No cabe duda de que el magnífico trabajo de North ha contribuido en mucho
a corregir el universalismo abstracto de una ciencia económica que en algún
momento optó deliberadamente por olvidar la historia3. Sin embargo, no es menos
cierto que sus propias construcciones teóricas descansan sobre una base historiográfica
muy sesgada, dado que en sus narrativas sobre “el nacimiento del mundo
occidental” (North y Thomas, 1978) o en sus reflexiones sobre “la paradoja de Occidente”
(North, 1993) sólo importan de verdad ciertos datos de la historia europea.
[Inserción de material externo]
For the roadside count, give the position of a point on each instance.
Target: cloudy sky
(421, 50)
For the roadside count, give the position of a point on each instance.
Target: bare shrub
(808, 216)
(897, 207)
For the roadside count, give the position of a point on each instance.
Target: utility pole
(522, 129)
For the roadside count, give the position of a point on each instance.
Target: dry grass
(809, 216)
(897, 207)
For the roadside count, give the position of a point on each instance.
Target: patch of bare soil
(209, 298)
Esto no plantearía ningún problema si su intención fuese únicamente ilustrar cómo
y por qué el andamiaje institucional en determinadas regiones de Europa occidental
fue evolucionando de un modo que promovió el funcionamiento progresivamente
más eficiente de los mercados competitivos del ideal neoclásico. Pero North
no se limita a eso, por supuesto. Pretende, además, que el desarrollo de ese conjunto
preciso de instituciones que impulsaron la competencia en mercados cada
vez más abiertos fue el motor del dinamismo económico europeo y, en definitiva,
el factor diferencial que explica su divergencia en ingresos respecto al resto del
mundo.
De manera que North plantea una doble hipótesis causal: por un lado, se nos
dice que la estructura institucional es el principal determinante —en la práctica, el
único auténticamente relevante— de las diferencias en el desempeño económico;
por otro, se afirma que fue la emergencia de un conjunto superior de instituciones
lo que impulsó el “ascenso de Occidente”. Pero, al menos si nos atenemos al
“método de la diferencia” de Mill, deberíamos esperar, en primer lugar, que se nos
mostrara de un modo convincente que tanto el fenómeno a explicar —el crecimiento
sostenido— como el explanans —una estructura institucional favorable al
desarrollo de mercados competitivos— estuvieron realmente presentes sólo en uno
de los casos durante el período que se estudia. En segundo lugar, tendríamos que
saber que no existieron entre los casos otras diferencias distintas de la propuesta,
y tal vez tanto o más relevantes, para dar cuenta de las variaciones en los resultados
(Little, 1991, p. 36). Sin embargo, no obtenemos nada de esto, dado que, “desigualdad
historiográfica” mediante, en la historia que se nos relata las trayectorias
de las otras civilizaciones están ausentes o reducidas a una caricatura sucinta. De
2 Véase Sztompka (1995) para una buena exposición de las distintas versiones del evolucionismo y las teorías
de la modernización.
3 Hodgson (2001). Según Robert Solow, la economía, como disciplina científica, aspira a convertirse en la
“física de la sociedad”, dotada de “un único modelo del mundo universalmente válido”. Citado en North
(2005), p. 19.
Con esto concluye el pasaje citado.